CCE’s Board was treated to a special panel program on December 12th organized by the CCE Bench Bar Media Dialogue Project, entitled “Secret Courts, Secret Law.” The panel discussed a wide range of thought-provoking questions, including under what circumstances are secret courts created in the US legal system? What are the unique challenges that arise with regard to litigating secret law or before secret courts? What might the public not appreciate about the costs of secret courts/secret law and are these costs unavoidable? Could secret courts be differently configured while still respecting the underlying justification of secrecy? How does “precedent” work in a system in which the rulings at issue are not publicly available? What are the broader impacts that secret courts and secret law have on our common law system? What lessons should we take away from the military commissions/FISA Court with regard to the desirability of secret law and secret courts? These were a selection of the interesting issues discussed. All in all, it was a well-received and informative program. 

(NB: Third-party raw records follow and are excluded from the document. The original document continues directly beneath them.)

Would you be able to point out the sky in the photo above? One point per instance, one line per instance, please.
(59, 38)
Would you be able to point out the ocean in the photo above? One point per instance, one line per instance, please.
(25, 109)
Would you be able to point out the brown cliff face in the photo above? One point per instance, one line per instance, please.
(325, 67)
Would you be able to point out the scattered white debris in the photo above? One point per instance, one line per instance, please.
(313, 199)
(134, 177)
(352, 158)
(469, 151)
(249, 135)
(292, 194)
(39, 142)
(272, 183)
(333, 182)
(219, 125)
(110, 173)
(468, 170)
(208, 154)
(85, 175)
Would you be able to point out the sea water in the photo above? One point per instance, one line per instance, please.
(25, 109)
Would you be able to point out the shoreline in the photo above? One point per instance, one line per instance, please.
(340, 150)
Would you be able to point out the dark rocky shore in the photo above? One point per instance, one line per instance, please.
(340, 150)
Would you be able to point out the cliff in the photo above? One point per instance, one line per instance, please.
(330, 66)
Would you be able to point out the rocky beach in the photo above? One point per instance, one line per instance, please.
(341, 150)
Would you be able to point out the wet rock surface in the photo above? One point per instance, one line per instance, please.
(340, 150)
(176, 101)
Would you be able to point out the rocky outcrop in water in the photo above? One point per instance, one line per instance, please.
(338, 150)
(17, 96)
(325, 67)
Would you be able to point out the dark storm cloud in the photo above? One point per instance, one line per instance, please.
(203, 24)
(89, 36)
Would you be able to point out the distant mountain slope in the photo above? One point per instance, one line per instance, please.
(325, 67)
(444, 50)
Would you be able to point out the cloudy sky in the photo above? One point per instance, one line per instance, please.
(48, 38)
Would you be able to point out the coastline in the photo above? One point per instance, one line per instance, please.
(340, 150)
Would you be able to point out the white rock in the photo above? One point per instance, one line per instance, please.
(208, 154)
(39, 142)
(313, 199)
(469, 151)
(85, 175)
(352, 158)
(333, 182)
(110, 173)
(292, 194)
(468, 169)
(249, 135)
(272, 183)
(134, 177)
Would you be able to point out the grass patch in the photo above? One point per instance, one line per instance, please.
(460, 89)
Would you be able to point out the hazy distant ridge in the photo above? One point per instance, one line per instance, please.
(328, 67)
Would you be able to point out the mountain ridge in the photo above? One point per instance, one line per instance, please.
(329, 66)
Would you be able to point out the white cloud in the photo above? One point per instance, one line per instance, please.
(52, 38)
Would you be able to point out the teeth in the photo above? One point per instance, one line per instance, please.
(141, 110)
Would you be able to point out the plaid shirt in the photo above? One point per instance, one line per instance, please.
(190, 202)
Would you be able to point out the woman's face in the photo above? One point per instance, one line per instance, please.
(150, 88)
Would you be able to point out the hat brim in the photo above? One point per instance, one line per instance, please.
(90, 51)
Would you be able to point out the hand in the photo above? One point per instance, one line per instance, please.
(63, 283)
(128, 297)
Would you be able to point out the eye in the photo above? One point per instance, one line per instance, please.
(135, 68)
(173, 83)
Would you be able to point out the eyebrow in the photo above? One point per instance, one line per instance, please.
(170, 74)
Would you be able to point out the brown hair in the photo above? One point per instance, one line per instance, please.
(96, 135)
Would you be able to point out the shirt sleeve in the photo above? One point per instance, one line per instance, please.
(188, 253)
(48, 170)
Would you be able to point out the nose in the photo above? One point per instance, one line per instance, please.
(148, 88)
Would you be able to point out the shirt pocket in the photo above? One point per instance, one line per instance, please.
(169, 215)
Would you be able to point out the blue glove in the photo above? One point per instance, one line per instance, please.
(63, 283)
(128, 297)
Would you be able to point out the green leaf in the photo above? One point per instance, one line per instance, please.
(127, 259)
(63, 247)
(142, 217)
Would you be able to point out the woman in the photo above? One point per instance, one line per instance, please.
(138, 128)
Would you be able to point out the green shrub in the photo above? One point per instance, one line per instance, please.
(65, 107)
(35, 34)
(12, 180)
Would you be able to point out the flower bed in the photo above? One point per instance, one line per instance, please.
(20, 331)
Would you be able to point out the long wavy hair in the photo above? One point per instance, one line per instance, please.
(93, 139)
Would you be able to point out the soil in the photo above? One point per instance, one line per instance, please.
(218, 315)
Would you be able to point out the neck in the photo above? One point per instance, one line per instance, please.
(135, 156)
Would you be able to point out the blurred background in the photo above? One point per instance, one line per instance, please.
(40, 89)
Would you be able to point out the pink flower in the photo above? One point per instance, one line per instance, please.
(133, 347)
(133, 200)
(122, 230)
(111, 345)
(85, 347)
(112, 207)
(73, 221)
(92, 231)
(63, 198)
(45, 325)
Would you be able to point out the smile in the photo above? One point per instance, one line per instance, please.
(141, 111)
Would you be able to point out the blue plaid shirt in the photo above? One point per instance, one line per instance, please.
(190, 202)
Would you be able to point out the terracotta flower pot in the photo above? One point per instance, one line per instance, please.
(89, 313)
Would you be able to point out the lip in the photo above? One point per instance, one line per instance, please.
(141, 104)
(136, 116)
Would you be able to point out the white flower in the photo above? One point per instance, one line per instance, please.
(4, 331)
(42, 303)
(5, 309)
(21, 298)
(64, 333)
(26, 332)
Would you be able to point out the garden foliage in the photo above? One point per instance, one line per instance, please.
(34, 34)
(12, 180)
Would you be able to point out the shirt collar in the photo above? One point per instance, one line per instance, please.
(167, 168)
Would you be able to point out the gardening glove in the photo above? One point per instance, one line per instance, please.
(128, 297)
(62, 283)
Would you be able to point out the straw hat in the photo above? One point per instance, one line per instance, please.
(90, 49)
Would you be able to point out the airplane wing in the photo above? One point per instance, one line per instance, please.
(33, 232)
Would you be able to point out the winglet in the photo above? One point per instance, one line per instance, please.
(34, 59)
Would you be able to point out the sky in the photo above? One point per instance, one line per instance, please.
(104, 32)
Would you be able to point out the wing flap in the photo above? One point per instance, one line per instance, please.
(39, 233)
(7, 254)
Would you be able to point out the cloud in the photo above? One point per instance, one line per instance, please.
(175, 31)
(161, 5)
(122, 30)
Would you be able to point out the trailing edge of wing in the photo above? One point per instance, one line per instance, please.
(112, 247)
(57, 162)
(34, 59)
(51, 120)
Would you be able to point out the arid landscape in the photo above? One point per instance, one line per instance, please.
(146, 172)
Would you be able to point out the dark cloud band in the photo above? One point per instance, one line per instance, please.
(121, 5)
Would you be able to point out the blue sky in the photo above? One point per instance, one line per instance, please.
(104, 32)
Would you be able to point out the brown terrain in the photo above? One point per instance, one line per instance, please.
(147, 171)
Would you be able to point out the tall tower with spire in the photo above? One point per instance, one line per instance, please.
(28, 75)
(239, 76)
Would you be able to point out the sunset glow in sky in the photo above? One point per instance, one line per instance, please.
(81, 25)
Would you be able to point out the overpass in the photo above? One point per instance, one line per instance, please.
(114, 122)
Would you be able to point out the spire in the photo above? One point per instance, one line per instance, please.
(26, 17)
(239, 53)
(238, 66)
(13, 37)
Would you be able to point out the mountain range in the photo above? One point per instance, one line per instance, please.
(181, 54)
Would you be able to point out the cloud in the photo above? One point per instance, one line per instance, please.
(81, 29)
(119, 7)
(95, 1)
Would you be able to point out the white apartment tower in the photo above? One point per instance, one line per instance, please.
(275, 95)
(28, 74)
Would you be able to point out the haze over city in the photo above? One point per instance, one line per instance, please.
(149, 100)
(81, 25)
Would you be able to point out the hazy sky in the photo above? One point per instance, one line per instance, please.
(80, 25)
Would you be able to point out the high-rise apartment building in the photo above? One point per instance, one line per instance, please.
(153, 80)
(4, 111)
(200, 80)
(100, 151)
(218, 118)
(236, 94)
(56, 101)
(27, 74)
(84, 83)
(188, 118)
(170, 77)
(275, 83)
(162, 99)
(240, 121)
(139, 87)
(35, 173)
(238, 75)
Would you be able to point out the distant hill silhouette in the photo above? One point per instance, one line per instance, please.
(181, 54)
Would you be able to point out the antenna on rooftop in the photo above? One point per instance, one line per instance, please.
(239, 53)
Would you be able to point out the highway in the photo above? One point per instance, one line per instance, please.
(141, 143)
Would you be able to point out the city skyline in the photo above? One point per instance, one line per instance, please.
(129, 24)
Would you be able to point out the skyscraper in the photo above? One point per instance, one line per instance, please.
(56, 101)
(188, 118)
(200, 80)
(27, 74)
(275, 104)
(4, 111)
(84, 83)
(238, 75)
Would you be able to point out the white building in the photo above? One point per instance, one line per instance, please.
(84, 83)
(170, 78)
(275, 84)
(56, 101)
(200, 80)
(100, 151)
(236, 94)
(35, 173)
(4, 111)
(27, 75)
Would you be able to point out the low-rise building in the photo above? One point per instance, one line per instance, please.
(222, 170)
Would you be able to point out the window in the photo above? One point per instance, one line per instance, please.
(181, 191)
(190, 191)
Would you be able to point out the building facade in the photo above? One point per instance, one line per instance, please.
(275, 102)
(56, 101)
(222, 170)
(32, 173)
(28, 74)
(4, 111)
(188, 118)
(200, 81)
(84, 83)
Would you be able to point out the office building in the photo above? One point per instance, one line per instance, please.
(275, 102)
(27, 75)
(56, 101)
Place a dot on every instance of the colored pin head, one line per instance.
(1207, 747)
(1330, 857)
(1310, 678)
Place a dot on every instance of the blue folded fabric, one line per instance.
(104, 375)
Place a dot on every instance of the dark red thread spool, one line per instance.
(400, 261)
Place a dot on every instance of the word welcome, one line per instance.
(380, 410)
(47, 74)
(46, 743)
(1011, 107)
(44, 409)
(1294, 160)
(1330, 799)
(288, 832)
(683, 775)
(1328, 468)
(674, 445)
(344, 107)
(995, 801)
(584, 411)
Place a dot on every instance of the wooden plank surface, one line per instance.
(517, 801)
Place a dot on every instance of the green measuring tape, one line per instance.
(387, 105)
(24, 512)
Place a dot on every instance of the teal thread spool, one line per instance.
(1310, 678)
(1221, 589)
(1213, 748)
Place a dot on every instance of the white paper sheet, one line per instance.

The distinguished moderator and panel were:

  • Professor Stephen Vladeck, program moderator and professor of law at the American University Washington College of Law, a nationally recognized expert on the role of the federal courts in the war on terrorism;
  • Barry Coburn, CCE Board Director from Coburn & Greenbaum, whose extensive criminal and civil legal experience has included the representation of Omar Khadr, the youngest detainee at the Guantanamo prison facility;
  • Siobhan Gorman, the national security reporter for The Wall Street Journal, who has covered national security and intelligence issues for over 15 years;
  • William Kuebler, a Lieutenant Commander in the US Navy and Assistant Professor at the US Naval Academy, who most recently served as defense counsel with the Office of Military Commissions in DC and Guantanamo Bay, where he was detailed to the military commission cases of Ghassan Al Sharbi and Omar Khadr;
  • Hon. James Roberton, a Neutral with the resolution firm of JAMS and, prior to that, a US District Judge in DC for more than 15 years, including service on the Federal Intelligence Surveillance Court;
  • David Schulz, a partner at Levine Sullivan Koch & Schulz, who has represented journalists and news organizations for more than 30 years; and
  • Kenneth Wainstein, a partner and co-chair of the Business Fraud Group at Cadwalader Wickersham & Taft who, prior to his private practice, served as Homeland Security Advisor and General Counsel to the FBI.

Thanks to Dialogue Committee co-chairs Laura Handman and Jim McLaughlin for their leadership of the Dialogue Project and their time and effort to organize the excellent panel.